ЮХА МАННЕРКОРПИ (Juha Mannerkorpi) (1915–1980) оставил довольно обширное литературное наследие: пьесы, стихи, романы, дневники. Переводы французского писателя и философа Ж.-П. Сартра в ранний период творчества привели Маннеркорпи к увлечению экзистенциализмом. Персонажи произведений Маннеркорпи действуют зачастую при загадочных обстоятельствах таинственного мира, заняты поисками абсолютной свободы, томятся от одиночества. Объединенные в трилогию романы «Воспоминания» (1965), «Билеты на все поезда» (1967), «Стрекоза» (1970) написаны на автобиографическом материале и рассказывают о войне, жизни и смерти. Автор пользуется аллегорией, пародией, гротеском, символикой. Новелла «Мартышка» («Apina») взята из сборника: Juha Mannerkorpi. Sirkkeli. Helsinki. Otava, 1956. Рассказ «Мартышка» ранее печатался в журнале «Иностранная литература», 1972, № 2.
ЭЙЛА ПЕННАНЕН (Eila Pennanen) родилась в 1916 г. в городе Тампере в семье фабриканта. Кандидат филологических наук, прогрессивная писательница, общественный деятель, Пеннанен активно участвует в литературной жизни Финляндии: она — член Союза писателей Финляндии, член Государственной комиссии по литературе.
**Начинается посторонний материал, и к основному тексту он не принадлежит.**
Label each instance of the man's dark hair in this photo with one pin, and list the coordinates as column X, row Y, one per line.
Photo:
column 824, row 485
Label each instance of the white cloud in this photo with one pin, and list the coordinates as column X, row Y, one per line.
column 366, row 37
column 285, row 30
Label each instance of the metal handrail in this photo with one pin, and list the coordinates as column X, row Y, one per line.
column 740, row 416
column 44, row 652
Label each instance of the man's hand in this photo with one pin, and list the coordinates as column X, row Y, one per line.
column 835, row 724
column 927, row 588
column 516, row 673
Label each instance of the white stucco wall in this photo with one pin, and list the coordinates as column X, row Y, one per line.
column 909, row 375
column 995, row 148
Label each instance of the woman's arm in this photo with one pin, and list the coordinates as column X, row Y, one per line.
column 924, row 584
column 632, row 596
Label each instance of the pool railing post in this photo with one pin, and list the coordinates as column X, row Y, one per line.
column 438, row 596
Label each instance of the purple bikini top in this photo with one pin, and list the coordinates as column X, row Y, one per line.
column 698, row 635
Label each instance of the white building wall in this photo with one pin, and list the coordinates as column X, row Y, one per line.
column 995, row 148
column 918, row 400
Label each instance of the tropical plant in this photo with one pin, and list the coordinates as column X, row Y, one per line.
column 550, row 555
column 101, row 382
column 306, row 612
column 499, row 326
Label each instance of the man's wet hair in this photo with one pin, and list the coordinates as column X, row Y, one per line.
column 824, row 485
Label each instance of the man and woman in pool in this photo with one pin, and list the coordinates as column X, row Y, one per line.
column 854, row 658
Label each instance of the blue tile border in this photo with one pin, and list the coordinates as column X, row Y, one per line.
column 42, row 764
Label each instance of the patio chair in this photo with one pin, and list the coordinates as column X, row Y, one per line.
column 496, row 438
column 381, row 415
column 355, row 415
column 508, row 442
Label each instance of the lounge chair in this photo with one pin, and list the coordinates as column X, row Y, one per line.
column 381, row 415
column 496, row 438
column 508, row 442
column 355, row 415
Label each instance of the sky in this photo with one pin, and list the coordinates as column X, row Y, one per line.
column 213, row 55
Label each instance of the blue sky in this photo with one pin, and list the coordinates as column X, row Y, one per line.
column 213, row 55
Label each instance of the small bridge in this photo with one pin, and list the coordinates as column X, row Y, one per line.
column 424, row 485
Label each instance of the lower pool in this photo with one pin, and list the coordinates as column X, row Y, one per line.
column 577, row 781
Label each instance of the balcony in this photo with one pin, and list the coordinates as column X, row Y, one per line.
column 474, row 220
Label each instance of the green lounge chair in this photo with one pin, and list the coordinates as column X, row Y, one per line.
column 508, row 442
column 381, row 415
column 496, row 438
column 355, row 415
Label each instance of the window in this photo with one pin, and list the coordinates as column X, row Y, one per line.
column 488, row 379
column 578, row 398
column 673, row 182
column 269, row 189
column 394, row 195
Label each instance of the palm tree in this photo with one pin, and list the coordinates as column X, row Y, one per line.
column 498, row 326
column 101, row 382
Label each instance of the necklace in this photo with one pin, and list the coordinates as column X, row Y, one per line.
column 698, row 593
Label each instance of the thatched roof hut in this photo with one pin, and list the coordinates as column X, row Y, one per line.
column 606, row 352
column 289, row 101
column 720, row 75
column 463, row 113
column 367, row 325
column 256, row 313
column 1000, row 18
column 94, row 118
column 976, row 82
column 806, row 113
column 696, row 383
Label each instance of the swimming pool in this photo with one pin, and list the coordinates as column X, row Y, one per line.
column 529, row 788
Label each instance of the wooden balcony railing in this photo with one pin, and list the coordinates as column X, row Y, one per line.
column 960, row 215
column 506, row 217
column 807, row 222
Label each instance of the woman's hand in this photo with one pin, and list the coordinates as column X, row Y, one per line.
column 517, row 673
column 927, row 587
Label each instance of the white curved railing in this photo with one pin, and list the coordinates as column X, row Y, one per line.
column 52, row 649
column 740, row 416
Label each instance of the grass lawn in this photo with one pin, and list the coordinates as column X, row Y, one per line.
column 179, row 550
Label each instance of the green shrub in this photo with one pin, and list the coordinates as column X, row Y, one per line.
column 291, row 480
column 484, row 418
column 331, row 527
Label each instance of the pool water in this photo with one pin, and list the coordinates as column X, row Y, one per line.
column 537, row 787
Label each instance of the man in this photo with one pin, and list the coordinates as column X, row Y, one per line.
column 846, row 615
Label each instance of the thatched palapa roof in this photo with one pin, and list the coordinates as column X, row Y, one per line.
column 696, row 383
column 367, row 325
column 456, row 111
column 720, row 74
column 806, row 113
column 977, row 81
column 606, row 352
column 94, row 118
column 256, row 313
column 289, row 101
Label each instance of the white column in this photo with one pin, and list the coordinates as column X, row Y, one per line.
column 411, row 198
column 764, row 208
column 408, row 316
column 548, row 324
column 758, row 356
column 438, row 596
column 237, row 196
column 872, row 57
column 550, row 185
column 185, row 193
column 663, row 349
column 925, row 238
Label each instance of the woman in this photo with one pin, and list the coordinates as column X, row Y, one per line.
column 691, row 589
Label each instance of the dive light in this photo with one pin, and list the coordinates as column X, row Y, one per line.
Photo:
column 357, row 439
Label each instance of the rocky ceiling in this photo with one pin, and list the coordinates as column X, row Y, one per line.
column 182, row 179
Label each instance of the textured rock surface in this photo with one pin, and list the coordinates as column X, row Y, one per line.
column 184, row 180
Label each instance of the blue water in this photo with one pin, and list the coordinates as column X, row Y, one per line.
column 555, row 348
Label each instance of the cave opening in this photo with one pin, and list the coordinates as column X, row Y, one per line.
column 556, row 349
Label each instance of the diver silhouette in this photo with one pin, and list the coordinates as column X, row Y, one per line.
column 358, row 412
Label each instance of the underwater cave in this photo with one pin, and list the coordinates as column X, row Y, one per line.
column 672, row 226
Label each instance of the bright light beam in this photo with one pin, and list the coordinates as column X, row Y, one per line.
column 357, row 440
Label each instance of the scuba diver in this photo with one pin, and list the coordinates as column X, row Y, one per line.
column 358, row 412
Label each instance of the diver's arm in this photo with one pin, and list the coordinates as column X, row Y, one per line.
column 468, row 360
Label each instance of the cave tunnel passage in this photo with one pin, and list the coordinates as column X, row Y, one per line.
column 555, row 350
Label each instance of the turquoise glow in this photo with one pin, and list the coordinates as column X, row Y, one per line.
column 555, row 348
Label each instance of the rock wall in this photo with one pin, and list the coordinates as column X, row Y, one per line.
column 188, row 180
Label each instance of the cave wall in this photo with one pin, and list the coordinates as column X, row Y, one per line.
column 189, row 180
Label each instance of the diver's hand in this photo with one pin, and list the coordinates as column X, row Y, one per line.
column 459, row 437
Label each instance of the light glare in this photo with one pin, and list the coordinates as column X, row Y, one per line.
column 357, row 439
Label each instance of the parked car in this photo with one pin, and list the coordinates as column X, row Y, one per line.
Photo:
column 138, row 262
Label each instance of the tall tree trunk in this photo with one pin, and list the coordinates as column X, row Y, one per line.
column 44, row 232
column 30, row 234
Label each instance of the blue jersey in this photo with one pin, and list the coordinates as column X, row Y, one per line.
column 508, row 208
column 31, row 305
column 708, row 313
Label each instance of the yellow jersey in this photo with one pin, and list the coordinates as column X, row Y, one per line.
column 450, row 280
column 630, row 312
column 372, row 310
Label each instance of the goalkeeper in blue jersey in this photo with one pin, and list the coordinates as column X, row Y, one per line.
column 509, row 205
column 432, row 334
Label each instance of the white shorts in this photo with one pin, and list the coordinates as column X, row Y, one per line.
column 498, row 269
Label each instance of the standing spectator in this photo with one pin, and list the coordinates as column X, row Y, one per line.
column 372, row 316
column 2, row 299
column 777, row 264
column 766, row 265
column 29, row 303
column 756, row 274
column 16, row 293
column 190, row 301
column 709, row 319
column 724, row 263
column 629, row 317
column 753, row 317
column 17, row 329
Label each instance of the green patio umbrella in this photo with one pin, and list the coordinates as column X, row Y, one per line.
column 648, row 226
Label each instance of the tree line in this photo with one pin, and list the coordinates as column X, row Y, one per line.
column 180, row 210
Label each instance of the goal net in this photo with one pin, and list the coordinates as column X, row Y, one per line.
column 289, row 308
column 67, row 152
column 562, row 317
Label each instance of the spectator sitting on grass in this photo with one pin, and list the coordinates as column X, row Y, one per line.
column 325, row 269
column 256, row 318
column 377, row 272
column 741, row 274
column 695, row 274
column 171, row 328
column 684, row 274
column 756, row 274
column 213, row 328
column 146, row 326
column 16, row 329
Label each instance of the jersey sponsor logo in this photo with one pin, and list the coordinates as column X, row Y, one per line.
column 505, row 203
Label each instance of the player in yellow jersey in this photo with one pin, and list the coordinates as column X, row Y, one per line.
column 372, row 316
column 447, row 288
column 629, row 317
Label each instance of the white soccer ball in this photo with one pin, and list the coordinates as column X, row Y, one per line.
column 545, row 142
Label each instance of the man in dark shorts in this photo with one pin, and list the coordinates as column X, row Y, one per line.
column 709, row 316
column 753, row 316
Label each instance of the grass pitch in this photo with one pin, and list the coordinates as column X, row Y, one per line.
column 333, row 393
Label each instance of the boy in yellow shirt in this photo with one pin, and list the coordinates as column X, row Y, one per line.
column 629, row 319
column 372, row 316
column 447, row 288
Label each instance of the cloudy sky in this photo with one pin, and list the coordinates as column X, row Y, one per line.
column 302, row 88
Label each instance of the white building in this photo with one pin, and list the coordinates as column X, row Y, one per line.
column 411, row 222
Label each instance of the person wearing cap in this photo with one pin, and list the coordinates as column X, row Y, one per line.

Первый роман, написанный в военное время, «Перед войной была юность» (1942), посвящен мирному прошлому Финляндии. Писательница часто обращается к изображению положения женщины в буржуазном мире, к теме семьи и морали. Развернутые картины жизни и глубокий психологический анализ отличают романы «Трилогия о Тампере» (1971–1973), «Честь женщины» (1975), а также многочисленные сборники новелл. Творчество Пеннанен многократно отмечено Государственной литературной премией. Рассказ «Страх! Страх! Страх!» («Pelko! Pelko! Pelko!») взят из сборника: Eila Pennanen. Se pieni ääni. Porvoo. W. Söderström. 1980.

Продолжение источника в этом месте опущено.